I know I’m not the only writer who watches dance shows. Marie Phillips provides a witty commentary on “Strictly Come Dancing” and Ally Carter recently commented on a selection of celebrities for “Dancing With The Stars”, specifically how few of them were writers (writers for her purposes of her survey excluded stars-with-a-book-deal-resulting-from-being-stars).
By her reckoning of 126 celebrities, 43 were actors, 24 athletes, 21 musicians/singers, 11 reality TV personalities, 7 TV host or journalist, 5 models, 4 comedians, 3 someone related to someone famous, 8 not in the used categories and 0 authors.
My brief survey of original UK show, “Strictly Come Dancing”, shows 36 were actors, 22 TV host, DJ or journalist, 21 sports people, 7 musicians/singers, 5 models, 5 comedians, 2 chefs, 1 magician and 1 former MP, which includes the line-up for the current series announced on 8 September. Each contestant has only been counted once so Lynda Bellingham was counted as an actor and Kelly Brook as a model which may seem arbitrary, but this is not a scientific survey and the main point is there were no writers.
As Ally Carter points out writers created most of the popular TV shows and films so should be in contention. Not all writers are wilting wallflowers focused on an internal voice angsting over whether a comma should go in line two or not (although I am).
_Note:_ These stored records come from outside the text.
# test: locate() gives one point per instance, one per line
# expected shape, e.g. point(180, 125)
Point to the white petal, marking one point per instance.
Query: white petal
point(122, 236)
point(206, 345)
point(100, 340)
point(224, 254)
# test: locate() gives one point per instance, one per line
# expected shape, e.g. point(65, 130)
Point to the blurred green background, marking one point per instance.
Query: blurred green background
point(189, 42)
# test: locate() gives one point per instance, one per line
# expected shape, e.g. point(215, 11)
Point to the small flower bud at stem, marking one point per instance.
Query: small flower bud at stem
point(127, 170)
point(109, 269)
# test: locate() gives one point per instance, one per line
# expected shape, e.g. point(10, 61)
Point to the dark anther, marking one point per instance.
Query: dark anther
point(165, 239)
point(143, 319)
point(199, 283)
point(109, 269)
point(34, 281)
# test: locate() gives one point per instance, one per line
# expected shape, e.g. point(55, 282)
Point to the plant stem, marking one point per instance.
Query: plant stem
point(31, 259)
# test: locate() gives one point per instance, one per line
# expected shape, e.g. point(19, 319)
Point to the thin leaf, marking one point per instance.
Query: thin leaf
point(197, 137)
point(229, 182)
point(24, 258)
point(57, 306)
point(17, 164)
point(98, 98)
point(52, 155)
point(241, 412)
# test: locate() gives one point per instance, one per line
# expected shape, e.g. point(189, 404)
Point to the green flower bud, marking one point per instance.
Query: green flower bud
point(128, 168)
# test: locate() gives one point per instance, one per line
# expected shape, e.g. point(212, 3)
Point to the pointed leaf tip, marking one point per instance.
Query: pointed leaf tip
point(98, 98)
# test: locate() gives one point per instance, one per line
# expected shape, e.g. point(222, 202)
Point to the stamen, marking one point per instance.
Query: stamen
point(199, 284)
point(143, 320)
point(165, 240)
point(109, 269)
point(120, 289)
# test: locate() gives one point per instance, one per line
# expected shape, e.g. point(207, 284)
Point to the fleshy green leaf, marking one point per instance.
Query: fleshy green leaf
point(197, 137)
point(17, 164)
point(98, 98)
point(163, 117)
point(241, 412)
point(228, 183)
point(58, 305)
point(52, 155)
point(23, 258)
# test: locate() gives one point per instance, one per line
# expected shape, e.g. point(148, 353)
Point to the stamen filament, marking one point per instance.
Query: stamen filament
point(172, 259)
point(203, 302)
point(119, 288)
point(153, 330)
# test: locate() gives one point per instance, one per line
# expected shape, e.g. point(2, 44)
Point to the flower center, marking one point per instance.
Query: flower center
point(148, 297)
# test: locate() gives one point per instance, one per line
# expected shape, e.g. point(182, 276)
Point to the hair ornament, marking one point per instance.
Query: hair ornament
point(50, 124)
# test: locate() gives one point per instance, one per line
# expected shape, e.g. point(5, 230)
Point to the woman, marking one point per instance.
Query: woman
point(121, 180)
“Strictly Come Dancing” and “Dancing with the Stars” follows the same format: every contestant is expected to go on a journey. For some that will be a reasonable ability to dance becoming a better ability to dance until coming unstuck on some dance that simply isn’t them (usually the samba). For others that will be learning they can’t dance and never will but nevertheless can entertain. For others it will be discovering they can dance and improve their dancing and even develop a life-long love of dancing. Particularly in the early weeks, it’s often the celebrities that show the most willingness to have a go and improve week on week that get voted through and shock early exits happen for celebrities with some dancing ability who don’t appear to be trying too hard or make excuses for judges’ criticisms.
The celebrities get to describe their journeys via training session videos and media interviews. “Strictly Come Dancing” contestants also take part in “In Takes Two”, a daily magazine show with news, updates and contestant interviews. And who better to tell a story than an author?